Lee happy to listen and learn
Reporter: PRESSING MATTERS: MATTHEW CHAMBERS
Date published: 10 October 2013
Lee Johnson: if there’s a good idea, he doesn’t mind where it comes from
IT MIGHT surprise a few members of staff who offer their friendly opinions to the manager now and again from within Boundary Park, but Lee Johnson insists he takes EVERY suggestion put to him totally seriously.
Football will always be a learning game for the 32-year-old. Ever since, as a small boy, he hid in dressing room skips to listen to his father Gary’s team talks at Newmarket Town in the late 1980s, Johnson has been running formations, tactics and philosophies in his head.
As a professional in the Championship and Scottish Premier League, he would travel abroad examining continental coaching methods in international breaks.
And even after taking on the Boundary Park role, Johnson hasn’t narrowed his focus.
He recently completed a League Manager’s Association leadership programme and he is currently on stage six of 18 in his UEFA Pro License qualification - the completion of which will see Johnson become the course’s youngest-ever graduate.
With his commitment to a passing, pressing game and as a rounded, intelligent character who is grateful — or if not, hides the fact well — for the chance to open up in front of the the modern media’s spotlight, Johnson appears to perfectly fit the mould of a new breed of football educators.
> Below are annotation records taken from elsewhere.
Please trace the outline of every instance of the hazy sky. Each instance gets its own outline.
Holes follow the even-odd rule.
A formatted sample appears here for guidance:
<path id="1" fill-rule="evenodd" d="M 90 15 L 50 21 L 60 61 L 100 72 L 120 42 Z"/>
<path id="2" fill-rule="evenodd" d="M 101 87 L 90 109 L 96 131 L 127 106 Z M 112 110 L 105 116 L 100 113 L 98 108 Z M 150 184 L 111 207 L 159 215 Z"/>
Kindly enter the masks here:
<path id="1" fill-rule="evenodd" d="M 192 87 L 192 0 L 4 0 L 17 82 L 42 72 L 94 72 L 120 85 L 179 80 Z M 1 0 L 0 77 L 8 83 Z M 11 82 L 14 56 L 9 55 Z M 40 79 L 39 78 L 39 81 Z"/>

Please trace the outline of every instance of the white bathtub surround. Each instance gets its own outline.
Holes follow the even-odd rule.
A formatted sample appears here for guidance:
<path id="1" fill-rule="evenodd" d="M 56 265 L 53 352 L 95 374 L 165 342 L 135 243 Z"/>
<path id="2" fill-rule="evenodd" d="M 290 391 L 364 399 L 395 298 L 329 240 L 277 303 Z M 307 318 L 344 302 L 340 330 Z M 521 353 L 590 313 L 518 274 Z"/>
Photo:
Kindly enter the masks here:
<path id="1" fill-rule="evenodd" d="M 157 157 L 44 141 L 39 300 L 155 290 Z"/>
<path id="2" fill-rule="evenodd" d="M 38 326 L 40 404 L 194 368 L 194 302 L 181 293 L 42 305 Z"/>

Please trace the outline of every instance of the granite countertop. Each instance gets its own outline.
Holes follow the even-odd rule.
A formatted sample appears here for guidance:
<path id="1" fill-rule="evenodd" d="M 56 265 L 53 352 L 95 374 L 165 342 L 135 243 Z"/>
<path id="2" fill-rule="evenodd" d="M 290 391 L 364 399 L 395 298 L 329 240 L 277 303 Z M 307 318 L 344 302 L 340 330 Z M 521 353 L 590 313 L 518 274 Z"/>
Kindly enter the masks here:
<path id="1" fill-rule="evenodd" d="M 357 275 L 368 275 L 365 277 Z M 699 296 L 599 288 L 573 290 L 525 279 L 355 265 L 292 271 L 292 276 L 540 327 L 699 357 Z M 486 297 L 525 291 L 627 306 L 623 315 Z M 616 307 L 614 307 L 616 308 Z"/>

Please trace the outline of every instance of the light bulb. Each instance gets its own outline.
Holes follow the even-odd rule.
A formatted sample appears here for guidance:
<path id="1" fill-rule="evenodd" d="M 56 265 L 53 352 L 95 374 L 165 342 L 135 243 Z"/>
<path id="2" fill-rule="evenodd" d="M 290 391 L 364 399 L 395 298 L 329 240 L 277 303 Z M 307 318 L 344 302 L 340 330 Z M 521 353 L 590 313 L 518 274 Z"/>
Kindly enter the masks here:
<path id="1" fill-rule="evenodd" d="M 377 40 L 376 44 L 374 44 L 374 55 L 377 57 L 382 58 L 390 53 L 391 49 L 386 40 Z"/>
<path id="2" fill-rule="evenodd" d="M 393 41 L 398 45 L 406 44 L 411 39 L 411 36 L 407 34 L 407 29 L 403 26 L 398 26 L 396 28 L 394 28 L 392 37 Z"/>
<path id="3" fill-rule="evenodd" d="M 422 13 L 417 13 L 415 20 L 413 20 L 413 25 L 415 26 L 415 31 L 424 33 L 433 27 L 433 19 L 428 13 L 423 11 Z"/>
Football Association chairman Greg Dyke spoke a month ago on the steps already taken in progressive appointments in development positions.
The ethos running through the club is clearly marked out. That’s not to say it won’t be tinkered with, though, at first team level, if the right person — from supporter to chief executive to cleaner — happens to make a good suggestion.
“We learn off everyone, don’t we? It is natural,” Johnson said. “The minute you rule someone out, you are just being stubborn. Everyone has something to offer.
“For example, around this place a lot of people have been watching football for an awful long time. You have to step out and listen. You may take that advice, you may not, but it is always interesting.”